Quant à la Turquie, elle n’est plus protégée contre les flammes brûlantes évoquées dernièrement par le président irakien Nouri el-Maliki. Car en plus de l’instabilité politique intérieure, la Turquie est rapidement passée de son fameux « Zéro problème » avec les voisins, à des problèmes en abondance croissante. L’absurdité de son rêve de rejoindre une Union européenne en détresse,  l’exacerbation du problème chypriote, les tensions avec l’Arménie et l’Irak, la tiédeur dans la relation avec l’Iran, l’ambivalence vis-à-vis de la question palestinienne, l’émergence en Syrie d’un troisième problème avec les Kurdes qui s’ajoute aux deux premiers au nord de l’Irak et à l’intérieur de la Turquie elle-même, tout cela la renvoie vers une situation semblable à celle où, il y a un siècle, portait le nom de l’ « Homme malade ».
Avec une différence nettement sensible : A l’époque, la révolution bolchévique et l’intervention militaire ratée de l’Occident dans la guerre civile en Russie l’ont empêché d’achever la Turquie en tant qu’Etat, même s’il l’avait achevée en tant que régime politique. Aujourd’hui, la maladresse de la politique adoptée par le parti d’Erdogan suffit à elle seule de déchiqueter la Turquie.

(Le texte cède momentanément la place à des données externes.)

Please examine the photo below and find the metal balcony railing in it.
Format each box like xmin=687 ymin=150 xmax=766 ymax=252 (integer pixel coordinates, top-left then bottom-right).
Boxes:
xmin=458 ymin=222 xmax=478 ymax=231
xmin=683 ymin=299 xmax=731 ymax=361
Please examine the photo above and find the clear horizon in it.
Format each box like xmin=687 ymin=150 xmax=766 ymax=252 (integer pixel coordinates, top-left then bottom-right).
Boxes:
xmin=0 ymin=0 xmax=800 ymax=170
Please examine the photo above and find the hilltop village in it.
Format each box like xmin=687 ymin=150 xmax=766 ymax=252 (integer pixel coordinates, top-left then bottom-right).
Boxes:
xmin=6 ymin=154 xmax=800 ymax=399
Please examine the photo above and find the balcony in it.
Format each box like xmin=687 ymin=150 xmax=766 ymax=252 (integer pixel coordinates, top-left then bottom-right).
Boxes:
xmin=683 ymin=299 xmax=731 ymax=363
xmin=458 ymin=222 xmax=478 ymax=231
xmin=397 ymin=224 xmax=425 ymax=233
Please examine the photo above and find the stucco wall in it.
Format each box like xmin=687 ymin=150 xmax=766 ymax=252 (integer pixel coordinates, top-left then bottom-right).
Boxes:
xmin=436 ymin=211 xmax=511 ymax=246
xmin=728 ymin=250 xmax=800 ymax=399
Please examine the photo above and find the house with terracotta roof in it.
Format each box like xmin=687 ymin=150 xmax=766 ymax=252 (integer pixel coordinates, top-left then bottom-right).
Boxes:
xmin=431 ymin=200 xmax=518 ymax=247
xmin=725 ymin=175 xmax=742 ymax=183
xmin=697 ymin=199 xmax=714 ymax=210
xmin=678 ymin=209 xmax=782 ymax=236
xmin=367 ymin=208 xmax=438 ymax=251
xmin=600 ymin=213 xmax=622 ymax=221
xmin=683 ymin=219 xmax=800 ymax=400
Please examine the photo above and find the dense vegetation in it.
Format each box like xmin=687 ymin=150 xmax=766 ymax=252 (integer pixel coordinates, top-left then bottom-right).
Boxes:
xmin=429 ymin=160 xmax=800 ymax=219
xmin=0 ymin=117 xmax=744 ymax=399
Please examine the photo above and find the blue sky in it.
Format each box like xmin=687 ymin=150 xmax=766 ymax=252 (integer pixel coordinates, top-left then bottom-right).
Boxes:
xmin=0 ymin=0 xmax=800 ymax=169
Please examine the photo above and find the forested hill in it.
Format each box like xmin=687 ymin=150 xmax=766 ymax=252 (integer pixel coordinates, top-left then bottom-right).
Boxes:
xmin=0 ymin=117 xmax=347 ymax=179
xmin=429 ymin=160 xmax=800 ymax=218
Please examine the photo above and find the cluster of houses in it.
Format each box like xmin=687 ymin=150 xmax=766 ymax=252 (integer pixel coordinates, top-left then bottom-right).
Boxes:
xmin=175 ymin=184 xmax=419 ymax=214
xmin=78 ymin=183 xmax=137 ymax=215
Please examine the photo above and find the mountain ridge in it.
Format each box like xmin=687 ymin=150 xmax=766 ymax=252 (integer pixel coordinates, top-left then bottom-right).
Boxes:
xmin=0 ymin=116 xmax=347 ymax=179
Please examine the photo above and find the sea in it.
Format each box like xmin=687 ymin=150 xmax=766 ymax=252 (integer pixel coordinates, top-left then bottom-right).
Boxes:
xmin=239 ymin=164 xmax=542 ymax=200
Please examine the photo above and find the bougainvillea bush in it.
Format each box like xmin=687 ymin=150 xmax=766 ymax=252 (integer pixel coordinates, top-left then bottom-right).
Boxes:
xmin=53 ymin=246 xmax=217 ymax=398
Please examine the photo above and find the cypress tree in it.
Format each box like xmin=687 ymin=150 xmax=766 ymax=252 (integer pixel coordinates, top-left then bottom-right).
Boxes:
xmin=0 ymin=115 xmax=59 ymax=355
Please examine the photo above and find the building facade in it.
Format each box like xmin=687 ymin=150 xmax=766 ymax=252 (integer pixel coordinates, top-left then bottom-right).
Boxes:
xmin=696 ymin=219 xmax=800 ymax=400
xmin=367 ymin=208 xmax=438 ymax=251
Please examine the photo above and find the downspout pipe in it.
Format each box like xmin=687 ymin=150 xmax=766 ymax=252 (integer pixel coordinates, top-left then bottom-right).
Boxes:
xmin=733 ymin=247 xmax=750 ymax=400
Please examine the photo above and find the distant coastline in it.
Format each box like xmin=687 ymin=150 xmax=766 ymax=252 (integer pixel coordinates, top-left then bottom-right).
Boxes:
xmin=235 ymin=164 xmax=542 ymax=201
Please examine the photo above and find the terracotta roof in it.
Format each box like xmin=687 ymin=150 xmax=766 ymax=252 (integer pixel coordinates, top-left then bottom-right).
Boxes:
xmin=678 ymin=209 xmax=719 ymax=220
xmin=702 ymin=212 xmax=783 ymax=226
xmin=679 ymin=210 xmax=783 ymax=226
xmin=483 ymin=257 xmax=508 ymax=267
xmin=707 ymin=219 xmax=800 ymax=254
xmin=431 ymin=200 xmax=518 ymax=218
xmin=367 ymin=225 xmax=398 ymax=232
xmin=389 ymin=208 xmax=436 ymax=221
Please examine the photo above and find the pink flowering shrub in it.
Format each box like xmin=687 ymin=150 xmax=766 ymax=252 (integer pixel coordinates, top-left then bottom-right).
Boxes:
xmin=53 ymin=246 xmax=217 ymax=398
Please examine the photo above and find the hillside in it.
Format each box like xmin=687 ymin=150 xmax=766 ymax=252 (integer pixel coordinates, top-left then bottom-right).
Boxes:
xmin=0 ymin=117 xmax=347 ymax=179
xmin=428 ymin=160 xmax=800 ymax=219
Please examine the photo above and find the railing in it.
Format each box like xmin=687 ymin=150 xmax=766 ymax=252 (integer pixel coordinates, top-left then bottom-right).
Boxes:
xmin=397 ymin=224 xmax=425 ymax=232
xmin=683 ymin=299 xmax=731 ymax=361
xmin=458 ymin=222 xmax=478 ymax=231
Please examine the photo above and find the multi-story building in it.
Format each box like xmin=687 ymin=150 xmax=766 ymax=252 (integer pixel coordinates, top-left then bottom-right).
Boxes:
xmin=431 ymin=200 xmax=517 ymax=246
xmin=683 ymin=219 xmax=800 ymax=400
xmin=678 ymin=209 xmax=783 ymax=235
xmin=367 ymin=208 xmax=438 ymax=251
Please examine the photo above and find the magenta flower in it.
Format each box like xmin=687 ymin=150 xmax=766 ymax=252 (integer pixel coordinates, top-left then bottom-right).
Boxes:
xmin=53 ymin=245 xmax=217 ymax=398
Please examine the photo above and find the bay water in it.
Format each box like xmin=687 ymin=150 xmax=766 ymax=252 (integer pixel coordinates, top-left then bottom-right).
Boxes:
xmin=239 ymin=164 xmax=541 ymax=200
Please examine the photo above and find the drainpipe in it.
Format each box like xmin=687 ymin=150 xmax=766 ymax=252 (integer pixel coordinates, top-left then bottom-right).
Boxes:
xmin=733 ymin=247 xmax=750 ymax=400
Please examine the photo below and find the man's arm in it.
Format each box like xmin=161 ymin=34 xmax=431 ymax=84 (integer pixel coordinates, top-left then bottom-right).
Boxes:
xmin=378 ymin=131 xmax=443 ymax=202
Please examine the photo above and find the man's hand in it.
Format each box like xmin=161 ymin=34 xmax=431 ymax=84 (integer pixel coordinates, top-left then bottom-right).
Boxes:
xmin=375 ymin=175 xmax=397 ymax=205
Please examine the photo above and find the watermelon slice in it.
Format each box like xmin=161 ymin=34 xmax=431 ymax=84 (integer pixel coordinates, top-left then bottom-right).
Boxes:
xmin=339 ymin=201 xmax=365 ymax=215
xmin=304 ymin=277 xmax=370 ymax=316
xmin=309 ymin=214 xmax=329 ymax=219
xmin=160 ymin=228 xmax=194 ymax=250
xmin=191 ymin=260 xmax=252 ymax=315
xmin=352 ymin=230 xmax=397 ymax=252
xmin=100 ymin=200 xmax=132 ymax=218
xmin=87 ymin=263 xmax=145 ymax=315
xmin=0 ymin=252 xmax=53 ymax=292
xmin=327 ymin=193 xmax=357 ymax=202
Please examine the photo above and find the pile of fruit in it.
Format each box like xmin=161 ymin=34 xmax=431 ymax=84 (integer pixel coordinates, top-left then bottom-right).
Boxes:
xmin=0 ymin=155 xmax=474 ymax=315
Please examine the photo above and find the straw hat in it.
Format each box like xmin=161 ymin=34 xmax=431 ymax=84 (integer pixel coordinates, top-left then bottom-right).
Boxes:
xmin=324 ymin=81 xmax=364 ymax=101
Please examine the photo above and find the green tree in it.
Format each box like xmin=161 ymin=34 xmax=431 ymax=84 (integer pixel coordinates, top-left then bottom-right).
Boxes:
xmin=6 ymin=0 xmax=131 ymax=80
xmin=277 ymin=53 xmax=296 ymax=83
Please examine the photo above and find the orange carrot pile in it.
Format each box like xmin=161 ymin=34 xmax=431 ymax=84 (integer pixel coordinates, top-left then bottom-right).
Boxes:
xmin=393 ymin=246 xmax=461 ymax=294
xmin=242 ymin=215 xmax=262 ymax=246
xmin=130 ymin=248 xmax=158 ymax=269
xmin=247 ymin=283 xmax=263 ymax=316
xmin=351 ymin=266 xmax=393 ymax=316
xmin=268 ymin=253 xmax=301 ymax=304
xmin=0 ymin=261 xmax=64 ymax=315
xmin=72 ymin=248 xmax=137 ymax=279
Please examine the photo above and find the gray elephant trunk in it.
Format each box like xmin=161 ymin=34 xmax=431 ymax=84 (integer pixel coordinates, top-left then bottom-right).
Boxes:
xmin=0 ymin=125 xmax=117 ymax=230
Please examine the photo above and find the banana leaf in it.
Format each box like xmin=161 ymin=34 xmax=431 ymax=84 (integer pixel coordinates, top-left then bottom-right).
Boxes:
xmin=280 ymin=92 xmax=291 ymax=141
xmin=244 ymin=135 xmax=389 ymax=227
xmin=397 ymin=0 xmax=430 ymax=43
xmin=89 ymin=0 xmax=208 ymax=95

Après avoir impliqué la Turquie dans la guerre contre la Syrie en faisant d’elle une base arrière des groupes armés, et suite à l’échec de cette stratégie à faire plier la Syrie, l’Alliance atlantique s’emploie à vouloir impliquer Ankara davantage en la poussant à s’engager dans un conflit militaire ouvert avec Damas. Connaissant trop bien les conséquences néfastes d’une telle entreprise, Erdogan veut une intervention de l’Alliance dans laquelle la Turquie y participerait en tant que l’une de ses constituantes.
Mais il se trouve dans une impasse : Pour l’Alliance atlantique, la Syrie n’est pas la Lybie. Cela signifie que la Turquie et les parties régionales impliquées dans la guerre contre la Syrie sont montées à cheval et qu’il ne leur reste que périr. Mais cela ne signifie pas que les vaincus en Afghanistan, en Irak, au Liban et à Gaza sont eux qui récolteront les fruits. Dans la région et ailleurs dans le monde, il existe des forces nouvelles et en plein essor et qui prennent leur élan.